# Impending doom!!!



## Tyree225 (Oct 29, 2018)

To start this is my first post. Well as of July I have suffered from this he'll we call DP, i got my first panic attack about 14 years ago from smoking weed, well I have anxiety and panick off and on ever since, some times I would go years feeling care free and then would get an attack or two. Well about 4-5 month ago I notice my anxiety being super severe and busted tried to ignore it like normal like I always do. Well I was in this stage when I decided to quit my job " not because of the anxiety" well that when it happens, I started getting anxiety non stop and then I would have panick attacks that would last all day, well as the days went on I started feeling witch I didn't know at the time was DP, it got so bad that it had to stop so I went to the "doc in the box" and was given "hydroxyzine" ???????????????????? sorry had to laugh cuz we all know how absolutely useless that is for panic, so I go home and have a anxity and panic with mild DP for a few more days, then I'm off to the ER, where I was given lorazepam ( Ativan) for a absolutely debilitating panic attack that made me want to kill myself to make it stop, he gave me 1 mg of that beautiful little pill witch I was scared to death was going to kill me, well 30-40 go buy and I was as cool as a customer ????, I mean man i was feeling good lol, well in the meantime I set up to see a psychiatrist and was put on zoloft and propranolol , buy this time the DP was in full swing and I was lost to the word. Stuck in my head and this altered reality that made me anxious beyond belief and fearful of everything and got to the point that all I could do was shake and sit in my room tell I somehow past put to wake and do it all again. Well yesterday I had enough because id rather die then feel it any longer, so I checked myself in to a psychiatric hospital witch I checked put of 4 hours latter and they kept me tell 4pm today so I spent a full day and night in there and trust me when I say they are 0 help. I never took the meds zoloft or professional so now I'm left with a choice take the meds or suffer this he'll forever, I'm curious as to see what everyone's results were with these two meds? Sorry about the long story I just had to get it out there


----------



## allison84 (May 4, 2016)

Interesting your story is very similar to mine , you having anxiety and panic attacks for 14 years ect 
Over the 14 years did you have transient symptoms of depersonalization or derealization ?
The med question sorry cant help


----------



## forestx5 (Aug 29, 2008)

I had a "panic attack" from smoking weed when I was 17. I spiraled into a deep depression. I acquired a head tremor. I began to have ocular migraines. I had fierce anxiety and insomnia. I experienced intrusive thoughts, racing thoughts, and something called "exploding head syndrome".
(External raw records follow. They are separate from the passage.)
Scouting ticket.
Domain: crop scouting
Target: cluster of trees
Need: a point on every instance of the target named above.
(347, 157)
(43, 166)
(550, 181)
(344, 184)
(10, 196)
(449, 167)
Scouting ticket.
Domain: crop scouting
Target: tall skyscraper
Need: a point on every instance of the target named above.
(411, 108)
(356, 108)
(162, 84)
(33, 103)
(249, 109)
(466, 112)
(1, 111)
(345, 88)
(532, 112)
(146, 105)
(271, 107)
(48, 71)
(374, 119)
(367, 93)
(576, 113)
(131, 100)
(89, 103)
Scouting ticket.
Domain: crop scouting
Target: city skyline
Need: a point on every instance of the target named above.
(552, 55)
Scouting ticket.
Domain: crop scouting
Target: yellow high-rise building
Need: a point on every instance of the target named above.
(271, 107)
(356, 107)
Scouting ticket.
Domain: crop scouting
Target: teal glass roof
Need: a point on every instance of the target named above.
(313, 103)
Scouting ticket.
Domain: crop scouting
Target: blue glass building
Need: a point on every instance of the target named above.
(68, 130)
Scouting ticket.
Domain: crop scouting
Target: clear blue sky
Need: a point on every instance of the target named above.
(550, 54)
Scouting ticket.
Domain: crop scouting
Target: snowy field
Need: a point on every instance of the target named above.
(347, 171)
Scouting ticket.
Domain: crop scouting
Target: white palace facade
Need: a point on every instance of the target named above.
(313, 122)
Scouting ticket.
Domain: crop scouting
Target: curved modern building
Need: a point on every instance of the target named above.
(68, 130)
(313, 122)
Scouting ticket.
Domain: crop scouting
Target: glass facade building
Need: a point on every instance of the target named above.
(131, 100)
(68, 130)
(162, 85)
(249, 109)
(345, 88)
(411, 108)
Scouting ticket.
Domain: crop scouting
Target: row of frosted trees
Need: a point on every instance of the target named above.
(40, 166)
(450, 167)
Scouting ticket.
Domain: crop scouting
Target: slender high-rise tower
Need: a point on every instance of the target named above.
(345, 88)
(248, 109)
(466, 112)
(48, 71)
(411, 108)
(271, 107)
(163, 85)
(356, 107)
I lost my emotions. I lost my libido. I continued to have "panic attacks" and I suffered 4 more episodes of severe depression which were very similar to the 1st episode. 6 months into the hole, 12 mounts to climb back out. Another 18 months of intense suffering in ignorance and fear.

I worked hard to distance myself from these episodes, but they kept recurring every 8 or 10 years, as a reminder that I was not going anywhere.

Then one day I was googling neurological stuff on the internet and I found a British Neuro Text in which a patient had suffered the exact same trauma as I had at age 17. It explained every symptom in minute detail. I knew I had solved the riddle of my life.

My trauma at age 17 was an epigastric aura followed by a series of temporal lobe seizures. My panic attacks were focal temporal lobe seizures. I had an EEG and MRI which verified my self diagnosis. The text said I was a worse case scenario as my post ictal psychosis segued into an affective disorder of major depression.

I had ECT in 2014, which reset my brain and ended my depression. My EEGs show the history of epileptic pathology, but I am not currently having seizures. After 40 years, I'm back home. EEGs are painless.

While I was being treated for depression by psychiatry, I took paxil, Effexor, and other SSRIs. In my experience, Escitalopram/Lexapro was the best SSRI with lowest side effect profile. Klonopin/Clonazepam was a life saver for my anxiety.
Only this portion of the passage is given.